Javier laughs, his hand to his smile. “Before the ear, I think.”
“I thought, I’ve gone crazy,” Less goes on. “But…I’ve already outlived him by over a decade!”
Javier tilts his head, a cocker Spaniard. “Arthur, how old are you?”
Deep breath. “I’m forty-nine.”
Javier moves closer to peer at him; he smells of cigarettes and vanilla, like Less’s grandmother. “How funny. I am also forty-nine.”
“No,” Less says, truly bewildered. There is not a line on Javier’s face. “I thought you were midthirties.”
“That is a lie. But it is a nice lie. And you do not look close to fifty.”
Less smiles. “My birthday is in one week.”
“Strange to be almost fifty, no? I feel like I just understood how to be young.”
“Yes! It’s like the last day in a foreign country. You finally figure out where to get coffee, and drinks, and a good steak. And then you have to leave. And you won’t ever be back.”
“You put it very well.”
“I’m a writer. I put things very well. But I’m told I’m ‘spoony.’”
“I am sorry?”
“Foolish. Tenderhearted.”
Javier seems delighted. “That is a nice phrase, tenderhearted. Tenderhearted.” He takes a deep breath as if building courage. “I am, I think, the same.”

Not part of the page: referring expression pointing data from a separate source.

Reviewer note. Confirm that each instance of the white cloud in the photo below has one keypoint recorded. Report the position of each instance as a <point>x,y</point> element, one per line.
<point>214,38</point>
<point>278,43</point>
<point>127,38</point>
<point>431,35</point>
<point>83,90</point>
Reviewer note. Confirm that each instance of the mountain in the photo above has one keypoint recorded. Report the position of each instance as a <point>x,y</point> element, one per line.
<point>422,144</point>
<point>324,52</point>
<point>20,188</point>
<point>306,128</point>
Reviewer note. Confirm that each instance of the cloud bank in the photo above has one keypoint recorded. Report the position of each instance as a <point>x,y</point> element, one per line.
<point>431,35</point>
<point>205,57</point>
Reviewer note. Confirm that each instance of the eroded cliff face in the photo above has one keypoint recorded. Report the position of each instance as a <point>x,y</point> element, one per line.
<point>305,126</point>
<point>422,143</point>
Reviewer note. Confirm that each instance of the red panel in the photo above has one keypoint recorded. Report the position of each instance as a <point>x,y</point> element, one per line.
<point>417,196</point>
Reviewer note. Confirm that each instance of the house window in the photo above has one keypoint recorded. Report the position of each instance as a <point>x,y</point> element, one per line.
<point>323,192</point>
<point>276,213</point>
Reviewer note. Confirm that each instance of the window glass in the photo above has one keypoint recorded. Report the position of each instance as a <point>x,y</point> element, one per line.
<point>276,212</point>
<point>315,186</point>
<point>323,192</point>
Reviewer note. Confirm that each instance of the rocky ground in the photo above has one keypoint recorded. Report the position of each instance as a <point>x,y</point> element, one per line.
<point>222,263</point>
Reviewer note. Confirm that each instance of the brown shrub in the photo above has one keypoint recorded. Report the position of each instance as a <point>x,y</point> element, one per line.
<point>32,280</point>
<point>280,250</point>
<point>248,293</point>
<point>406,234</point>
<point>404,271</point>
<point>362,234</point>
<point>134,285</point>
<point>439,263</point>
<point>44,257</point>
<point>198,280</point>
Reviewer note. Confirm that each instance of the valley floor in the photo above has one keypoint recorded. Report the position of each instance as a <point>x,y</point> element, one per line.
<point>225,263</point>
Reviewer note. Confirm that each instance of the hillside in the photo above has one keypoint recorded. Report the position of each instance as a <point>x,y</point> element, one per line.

Javier has a look of sadness about him as he says this. Then he stares directly into his drink. The sky out the window is lowering the last of its gauzy veils, revealing bright naked Venus. Less looks at the gray strands in Javier’s black hair, the prominent rose-tinted bridge of his nose, the bent head over the white shirt, two buttons open to reveal his date-colored skin, flecked with hairs, leading into shadow. More than a few of the hairs are white. He imagines Javier naked. The gold-green eyes as the man peers up at him from a white bed. He imagines touching that warm skin. This evening is unexpected. This man is unexpected. Less thinks of when he bought a wallet in a thrift shop and in it found a hundred dollars.
“I want a cigarette,” Javier says, with a child’s abashed face.
“I’ll join you,” Less says, and together they step out of the open window, onto a narrow stone balcony where other smoking Europeans glance back at the American as on a member of the secret police. At the corner of the house, the balcony turns, offering a view of slanted metal rooftops and chimneys. They are alone here, and Javier takes out a pack and pulls on its contents so that two white tusks emerge. Less shakes his head: “Actually, I don’t smoke.”
They laugh.
Javier says, “I think I am a little drunk, Arthur.”
“I think I am too.”
Less’s smile has expanded to its full size, here alone with Javier. Is it the champagne that makes him emit an audible sigh? They are side by side at the railing. The chimneys all look like flowerpots.